We all need to start thinking of interesting and non-conventional solutions, otherwise the cost of storage is going to increase.
You have a lot of responsibility but also latitude to try new things. Is this because your CEO is a coder and Facebook has embraced hacker culture?
It’s a hacker culture, we’re proud of it and what we try to do – even as we’ve grown – we’ve tried extremely hard to keep that and not develop a lot of the bureaucratic problems companies have as they grow in scale and it is something we put a lot of energy into, making sure we actually keep on track.
We tend to use a lot less people than a lot of other companies. When you talk about automation and that mentality – if you look at our data centres, we use automation everywhere. We try to hire the best people and don’t believe in having talented people doing repetitive tasks.
Industry failure rates are 4-5pc annually, but our data centre in northern Sweden is 0.15pc, which is far more efficient and viable, plus we’ve built automation to fix issues in a data centre.
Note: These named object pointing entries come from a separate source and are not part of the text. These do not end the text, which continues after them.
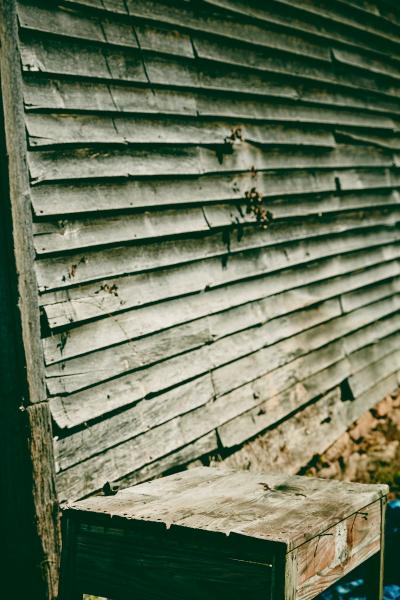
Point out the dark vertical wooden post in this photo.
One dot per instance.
(28, 510)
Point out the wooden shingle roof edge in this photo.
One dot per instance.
(277, 508)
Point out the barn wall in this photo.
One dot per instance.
(215, 190)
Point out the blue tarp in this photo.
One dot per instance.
(353, 587)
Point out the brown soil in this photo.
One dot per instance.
(369, 452)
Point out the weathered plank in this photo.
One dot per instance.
(248, 365)
(94, 163)
(53, 129)
(80, 372)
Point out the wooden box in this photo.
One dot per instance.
(210, 533)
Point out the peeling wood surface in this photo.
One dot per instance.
(248, 533)
(215, 192)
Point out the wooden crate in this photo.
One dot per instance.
(215, 533)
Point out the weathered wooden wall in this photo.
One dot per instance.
(215, 190)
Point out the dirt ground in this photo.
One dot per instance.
(369, 452)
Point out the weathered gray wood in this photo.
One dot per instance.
(29, 519)
(202, 489)
(178, 315)
(51, 237)
(147, 320)
(92, 368)
(51, 166)
(54, 129)
(105, 297)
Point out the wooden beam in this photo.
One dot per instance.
(29, 513)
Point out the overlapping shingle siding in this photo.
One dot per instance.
(215, 187)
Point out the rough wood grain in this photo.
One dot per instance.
(29, 519)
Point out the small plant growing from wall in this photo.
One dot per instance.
(255, 206)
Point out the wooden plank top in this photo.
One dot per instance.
(278, 508)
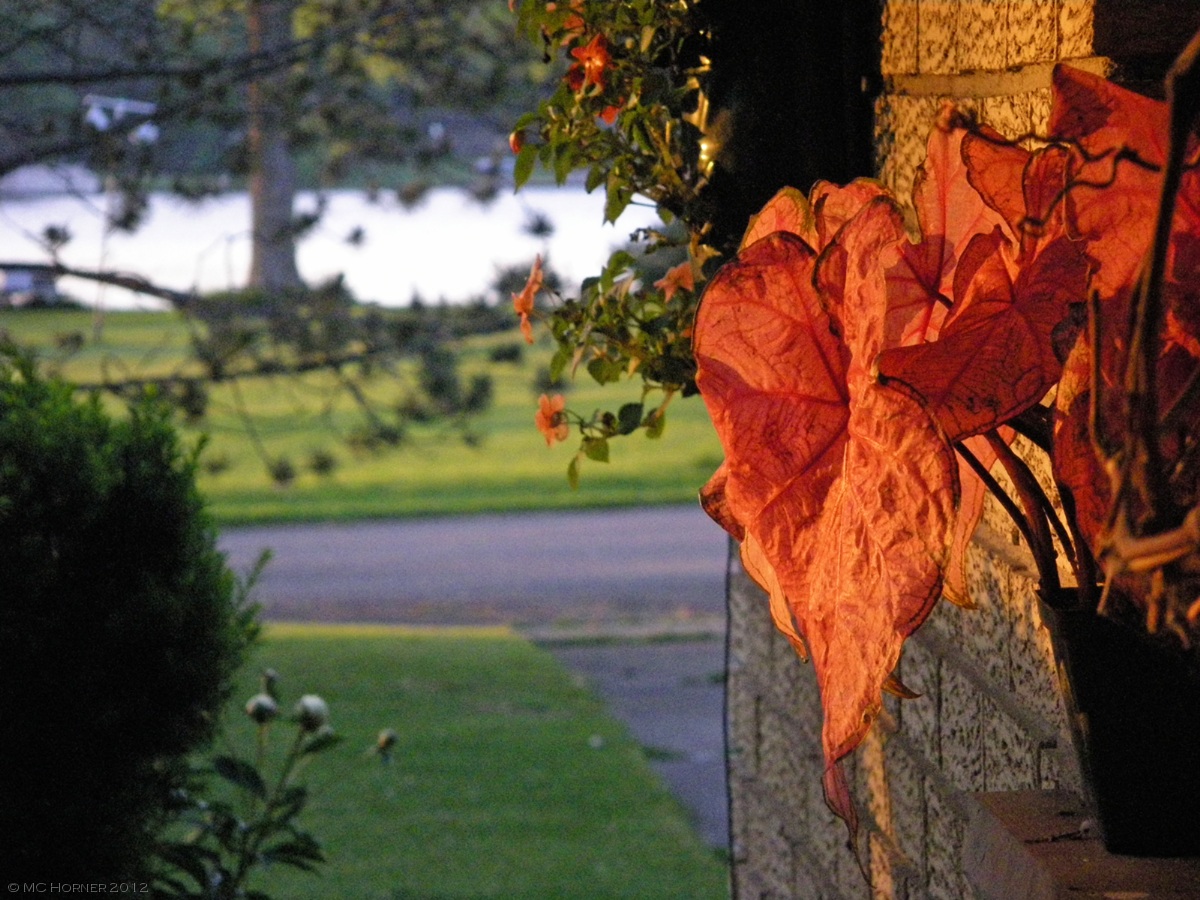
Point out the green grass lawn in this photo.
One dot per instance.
(509, 780)
(510, 468)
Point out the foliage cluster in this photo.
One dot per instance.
(216, 844)
(630, 112)
(120, 630)
(508, 778)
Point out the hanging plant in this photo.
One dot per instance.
(863, 382)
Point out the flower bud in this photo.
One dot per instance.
(262, 708)
(311, 712)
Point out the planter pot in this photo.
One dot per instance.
(1134, 708)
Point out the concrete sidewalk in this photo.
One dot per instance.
(671, 695)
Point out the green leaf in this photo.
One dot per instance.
(240, 773)
(629, 418)
(523, 167)
(595, 178)
(564, 161)
(617, 198)
(558, 363)
(605, 371)
(597, 449)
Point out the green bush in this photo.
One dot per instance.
(120, 629)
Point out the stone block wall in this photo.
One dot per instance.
(990, 715)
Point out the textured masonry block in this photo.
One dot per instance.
(984, 631)
(983, 35)
(899, 34)
(1035, 677)
(1011, 115)
(1032, 33)
(873, 785)
(1075, 19)
(906, 787)
(961, 730)
(943, 847)
(918, 718)
(1011, 754)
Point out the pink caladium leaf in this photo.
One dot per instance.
(790, 211)
(949, 209)
(995, 357)
(845, 489)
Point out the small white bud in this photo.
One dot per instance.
(312, 712)
(262, 708)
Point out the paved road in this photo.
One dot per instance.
(523, 569)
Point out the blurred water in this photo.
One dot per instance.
(447, 247)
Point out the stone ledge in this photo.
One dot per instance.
(1036, 845)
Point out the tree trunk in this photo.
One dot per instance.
(273, 171)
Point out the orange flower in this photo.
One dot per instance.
(551, 418)
(593, 61)
(522, 303)
(677, 277)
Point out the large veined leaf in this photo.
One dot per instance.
(1120, 141)
(845, 490)
(949, 208)
(790, 211)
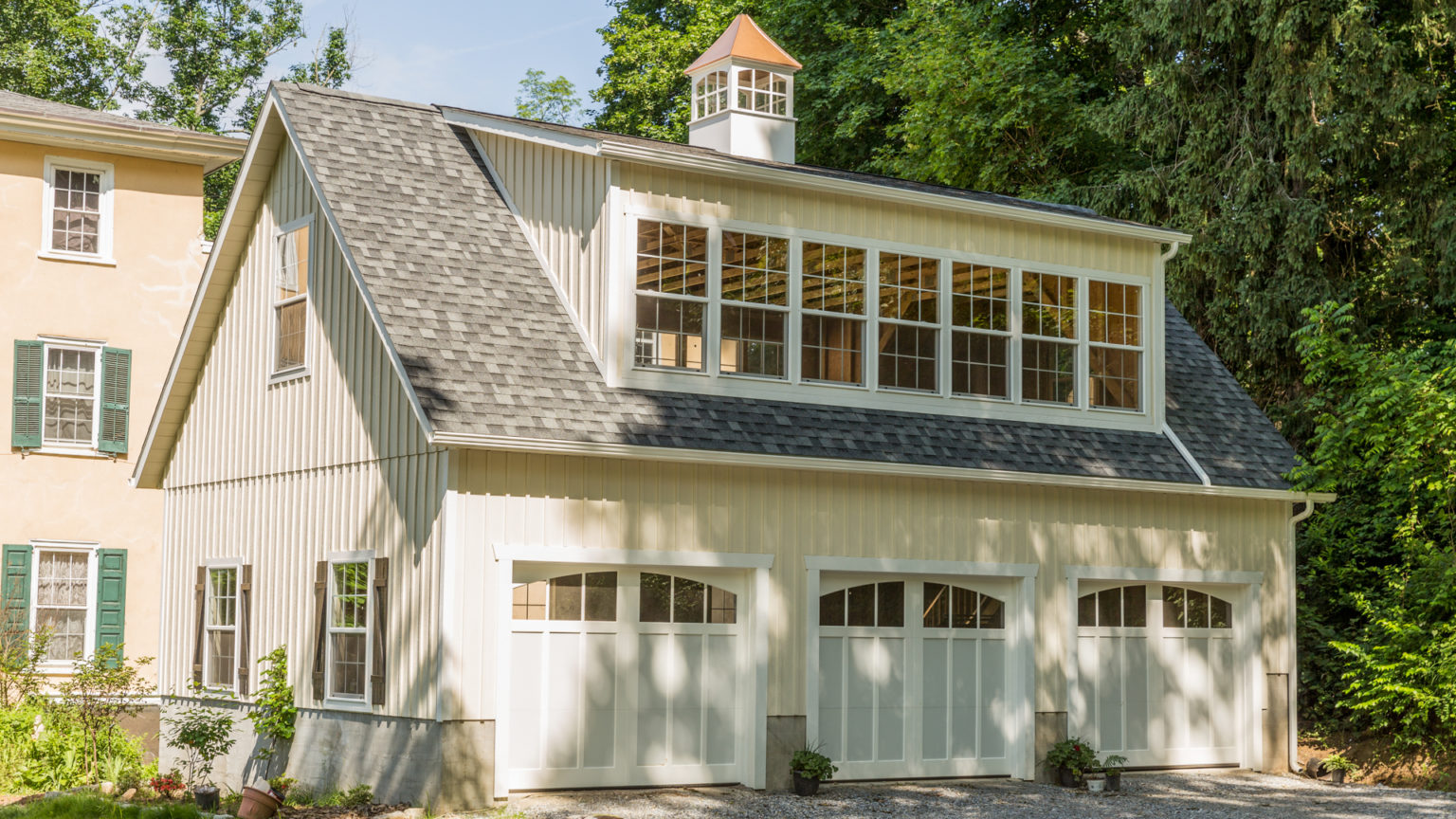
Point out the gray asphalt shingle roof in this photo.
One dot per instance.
(489, 347)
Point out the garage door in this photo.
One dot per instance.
(913, 678)
(627, 678)
(1157, 678)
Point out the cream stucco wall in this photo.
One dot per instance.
(140, 303)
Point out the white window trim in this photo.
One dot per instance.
(1239, 588)
(92, 564)
(942, 403)
(274, 261)
(62, 447)
(329, 699)
(236, 564)
(103, 239)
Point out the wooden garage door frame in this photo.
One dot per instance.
(755, 607)
(1247, 639)
(1019, 639)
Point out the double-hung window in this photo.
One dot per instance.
(348, 629)
(755, 305)
(78, 209)
(671, 295)
(222, 628)
(63, 601)
(290, 303)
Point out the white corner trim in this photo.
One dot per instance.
(630, 557)
(1189, 458)
(1160, 574)
(540, 255)
(899, 566)
(353, 264)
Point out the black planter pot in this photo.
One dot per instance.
(206, 799)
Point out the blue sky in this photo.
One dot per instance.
(464, 53)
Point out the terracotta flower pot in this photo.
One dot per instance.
(257, 805)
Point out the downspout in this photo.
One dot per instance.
(1293, 643)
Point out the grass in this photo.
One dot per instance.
(86, 806)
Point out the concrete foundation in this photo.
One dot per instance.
(785, 735)
(1051, 727)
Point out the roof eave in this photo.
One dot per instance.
(209, 151)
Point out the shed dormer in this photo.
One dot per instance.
(743, 95)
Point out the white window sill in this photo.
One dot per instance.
(82, 258)
(70, 452)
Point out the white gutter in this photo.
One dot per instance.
(1293, 645)
(638, 452)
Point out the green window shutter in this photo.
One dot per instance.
(15, 591)
(111, 598)
(29, 369)
(116, 400)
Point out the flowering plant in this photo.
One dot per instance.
(1073, 754)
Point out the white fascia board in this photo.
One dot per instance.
(734, 168)
(200, 295)
(635, 452)
(209, 151)
(353, 265)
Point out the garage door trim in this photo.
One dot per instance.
(1247, 645)
(757, 583)
(1019, 634)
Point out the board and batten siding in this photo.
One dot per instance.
(282, 475)
(549, 500)
(562, 198)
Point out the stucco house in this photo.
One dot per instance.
(561, 458)
(100, 248)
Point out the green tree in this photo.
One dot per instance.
(549, 100)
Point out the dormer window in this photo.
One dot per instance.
(711, 95)
(766, 92)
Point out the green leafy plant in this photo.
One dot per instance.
(1073, 754)
(274, 713)
(203, 734)
(810, 764)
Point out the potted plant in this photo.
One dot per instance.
(1113, 767)
(1069, 759)
(810, 768)
(1338, 767)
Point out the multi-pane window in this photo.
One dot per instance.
(980, 330)
(1048, 347)
(763, 91)
(953, 607)
(590, 596)
(711, 95)
(70, 396)
(833, 300)
(291, 300)
(868, 605)
(222, 627)
(1116, 338)
(62, 601)
(909, 320)
(76, 210)
(348, 629)
(678, 599)
(671, 295)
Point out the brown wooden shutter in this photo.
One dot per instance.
(320, 612)
(245, 627)
(200, 634)
(380, 628)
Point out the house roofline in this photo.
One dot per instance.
(719, 458)
(192, 148)
(606, 146)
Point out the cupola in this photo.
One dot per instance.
(743, 95)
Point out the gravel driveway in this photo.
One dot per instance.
(1162, 794)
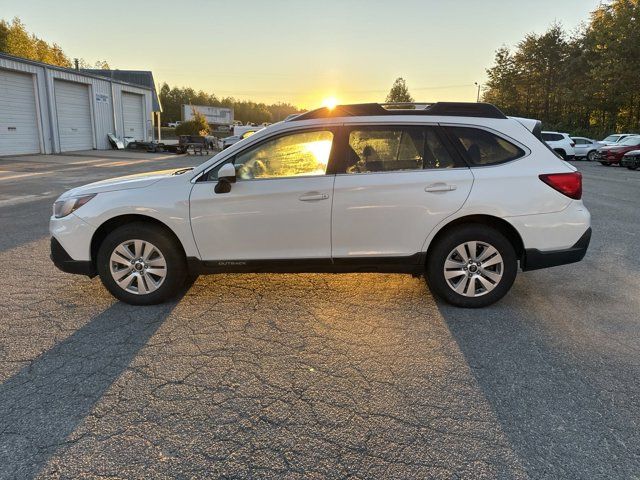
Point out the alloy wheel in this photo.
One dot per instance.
(138, 266)
(473, 268)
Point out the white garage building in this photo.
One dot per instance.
(48, 109)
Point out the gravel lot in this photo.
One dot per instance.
(315, 376)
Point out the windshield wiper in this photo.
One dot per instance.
(182, 170)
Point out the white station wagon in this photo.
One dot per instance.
(457, 192)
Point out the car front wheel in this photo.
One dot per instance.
(471, 266)
(141, 264)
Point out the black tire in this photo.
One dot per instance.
(459, 235)
(165, 242)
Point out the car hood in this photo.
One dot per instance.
(139, 180)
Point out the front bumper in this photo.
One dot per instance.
(64, 262)
(631, 162)
(533, 259)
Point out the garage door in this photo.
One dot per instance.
(133, 116)
(18, 119)
(74, 116)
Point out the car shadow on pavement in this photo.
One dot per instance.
(45, 401)
(24, 223)
(549, 397)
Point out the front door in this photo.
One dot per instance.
(397, 184)
(279, 208)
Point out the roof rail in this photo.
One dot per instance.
(452, 109)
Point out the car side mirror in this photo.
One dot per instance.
(226, 176)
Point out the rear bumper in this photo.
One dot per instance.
(533, 259)
(64, 262)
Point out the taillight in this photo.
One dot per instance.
(569, 184)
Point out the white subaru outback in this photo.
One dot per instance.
(457, 192)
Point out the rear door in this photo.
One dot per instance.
(395, 185)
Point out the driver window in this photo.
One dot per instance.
(297, 154)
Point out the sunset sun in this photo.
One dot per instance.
(330, 102)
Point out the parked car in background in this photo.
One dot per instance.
(560, 143)
(586, 147)
(631, 160)
(612, 154)
(457, 192)
(616, 138)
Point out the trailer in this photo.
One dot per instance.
(214, 115)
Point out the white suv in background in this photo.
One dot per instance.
(560, 143)
(457, 192)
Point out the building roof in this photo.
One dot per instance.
(143, 78)
(87, 73)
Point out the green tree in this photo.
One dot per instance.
(399, 92)
(172, 100)
(586, 83)
(16, 40)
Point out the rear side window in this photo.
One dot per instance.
(484, 148)
(385, 149)
(395, 148)
(551, 137)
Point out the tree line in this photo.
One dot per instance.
(16, 40)
(172, 100)
(585, 83)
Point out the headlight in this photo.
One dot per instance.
(62, 208)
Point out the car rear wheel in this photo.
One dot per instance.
(471, 266)
(141, 264)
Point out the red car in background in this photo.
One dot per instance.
(612, 154)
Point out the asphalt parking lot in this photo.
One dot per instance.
(315, 376)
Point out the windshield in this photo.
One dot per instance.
(630, 141)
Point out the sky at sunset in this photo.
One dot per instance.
(298, 51)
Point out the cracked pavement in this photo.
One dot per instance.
(317, 376)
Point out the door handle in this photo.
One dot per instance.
(313, 196)
(440, 187)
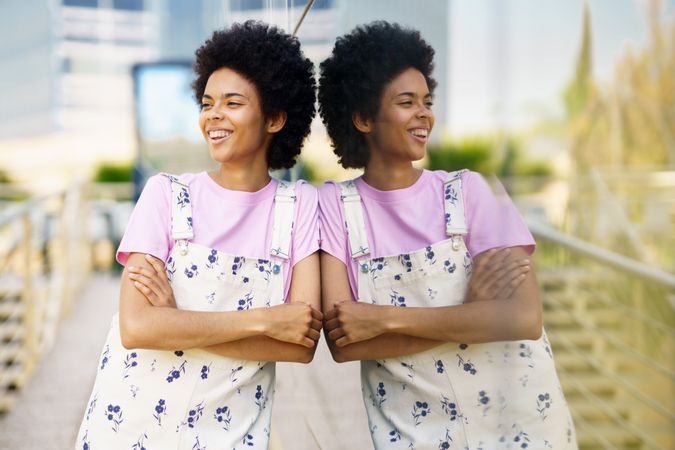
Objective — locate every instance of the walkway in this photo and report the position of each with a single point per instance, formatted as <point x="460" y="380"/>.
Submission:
<point x="317" y="406"/>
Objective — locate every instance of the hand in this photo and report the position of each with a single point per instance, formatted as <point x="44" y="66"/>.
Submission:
<point x="153" y="283"/>
<point x="295" y="322"/>
<point x="496" y="276"/>
<point x="349" y="322"/>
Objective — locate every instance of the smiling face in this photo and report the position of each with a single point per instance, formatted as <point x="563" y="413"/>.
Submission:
<point x="232" y="121"/>
<point x="401" y="128"/>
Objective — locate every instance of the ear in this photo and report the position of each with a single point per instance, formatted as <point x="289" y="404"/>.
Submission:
<point x="361" y="123"/>
<point x="275" y="123"/>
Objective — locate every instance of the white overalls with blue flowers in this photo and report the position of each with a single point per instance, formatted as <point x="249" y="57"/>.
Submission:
<point x="193" y="399"/>
<point x="499" y="395"/>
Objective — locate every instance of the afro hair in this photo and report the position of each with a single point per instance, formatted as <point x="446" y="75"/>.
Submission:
<point x="354" y="76"/>
<point x="271" y="60"/>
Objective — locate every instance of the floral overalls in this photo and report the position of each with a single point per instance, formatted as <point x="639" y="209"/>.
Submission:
<point x="499" y="395"/>
<point x="192" y="399"/>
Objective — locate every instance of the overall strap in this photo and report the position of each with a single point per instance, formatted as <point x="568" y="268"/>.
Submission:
<point x="181" y="209"/>
<point x="284" y="211"/>
<point x="455" y="220"/>
<point x="356" y="227"/>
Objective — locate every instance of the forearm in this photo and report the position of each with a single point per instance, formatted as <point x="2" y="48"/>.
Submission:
<point x="169" y="328"/>
<point x="263" y="348"/>
<point x="390" y="345"/>
<point x="478" y="322"/>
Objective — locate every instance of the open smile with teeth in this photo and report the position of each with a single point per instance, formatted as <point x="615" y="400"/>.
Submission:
<point x="420" y="133"/>
<point x="219" y="134"/>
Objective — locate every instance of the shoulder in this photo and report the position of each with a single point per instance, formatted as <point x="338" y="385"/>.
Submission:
<point x="306" y="195"/>
<point x="330" y="190"/>
<point x="163" y="180"/>
<point x="305" y="190"/>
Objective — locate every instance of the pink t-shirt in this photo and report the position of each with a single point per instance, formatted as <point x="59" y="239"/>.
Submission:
<point x="235" y="222"/>
<point x="405" y="220"/>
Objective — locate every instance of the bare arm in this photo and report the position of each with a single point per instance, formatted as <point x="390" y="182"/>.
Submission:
<point x="304" y="293"/>
<point x="511" y="317"/>
<point x="304" y="288"/>
<point x="335" y="289"/>
<point x="143" y="325"/>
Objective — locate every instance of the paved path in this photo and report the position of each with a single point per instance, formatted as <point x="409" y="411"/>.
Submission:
<point x="317" y="406"/>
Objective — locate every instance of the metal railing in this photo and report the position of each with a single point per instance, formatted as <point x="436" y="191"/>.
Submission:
<point x="44" y="260"/>
<point x="611" y="322"/>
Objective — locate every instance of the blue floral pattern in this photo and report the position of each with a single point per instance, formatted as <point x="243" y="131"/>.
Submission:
<point x="114" y="415"/>
<point x="455" y="391"/>
<point x="141" y="396"/>
<point x="224" y="416"/>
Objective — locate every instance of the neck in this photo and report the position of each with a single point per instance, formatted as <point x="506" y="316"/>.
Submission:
<point x="237" y="178"/>
<point x="387" y="177"/>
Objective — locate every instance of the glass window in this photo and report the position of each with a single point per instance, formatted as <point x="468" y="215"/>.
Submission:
<point x="131" y="5"/>
<point x="83" y="3"/>
<point x="244" y="5"/>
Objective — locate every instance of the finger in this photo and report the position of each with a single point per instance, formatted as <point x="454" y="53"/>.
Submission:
<point x="316" y="314"/>
<point x="147" y="281"/>
<point x="342" y="341"/>
<point x="511" y="271"/>
<point x="503" y="267"/>
<point x="512" y="286"/>
<point x="316" y="324"/>
<point x="336" y="334"/>
<point x="313" y="334"/>
<point x="330" y="315"/>
<point x="332" y="324"/>
<point x="147" y="292"/>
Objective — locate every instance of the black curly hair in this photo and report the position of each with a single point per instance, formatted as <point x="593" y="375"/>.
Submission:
<point x="271" y="60"/>
<point x="354" y="76"/>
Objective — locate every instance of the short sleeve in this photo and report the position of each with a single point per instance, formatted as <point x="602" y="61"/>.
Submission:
<point x="148" y="230"/>
<point x="305" y="239"/>
<point x="492" y="218"/>
<point x="332" y="223"/>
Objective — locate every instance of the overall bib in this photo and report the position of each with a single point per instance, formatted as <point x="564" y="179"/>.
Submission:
<point x="193" y="399"/>
<point x="498" y="395"/>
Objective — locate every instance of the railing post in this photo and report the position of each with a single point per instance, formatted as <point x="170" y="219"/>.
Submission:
<point x="28" y="295"/>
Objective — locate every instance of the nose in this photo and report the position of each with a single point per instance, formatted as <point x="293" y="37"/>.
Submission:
<point x="214" y="112"/>
<point x="423" y="111"/>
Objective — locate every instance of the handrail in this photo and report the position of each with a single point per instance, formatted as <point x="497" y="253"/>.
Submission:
<point x="308" y="6"/>
<point x="609" y="411"/>
<point x="646" y="360"/>
<point x="602" y="255"/>
<point x="45" y="249"/>
<point x="635" y="392"/>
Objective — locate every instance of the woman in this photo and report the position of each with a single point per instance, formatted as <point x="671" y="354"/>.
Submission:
<point x="240" y="252"/>
<point x="448" y="360"/>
If failure happens in our data centre more than 50pc are fixed by tools we built internally called Cyborgs and not actually touched by a human. And the ones that are human a Cyborg can’t fix, we generate a ticket that includes full diagnostics.
Our engineers would know exactly what parts are needed, where they are needed, and they’re not going back and forth trying to figure out what’s wrong. We have 100pc fix rates. Combining things together like this allows us to scale at unprecedented levels compared to other companies.
We have reached a point where in Sweden we have one person overseeing 30,000 servers without incident and that’s pretty impressive.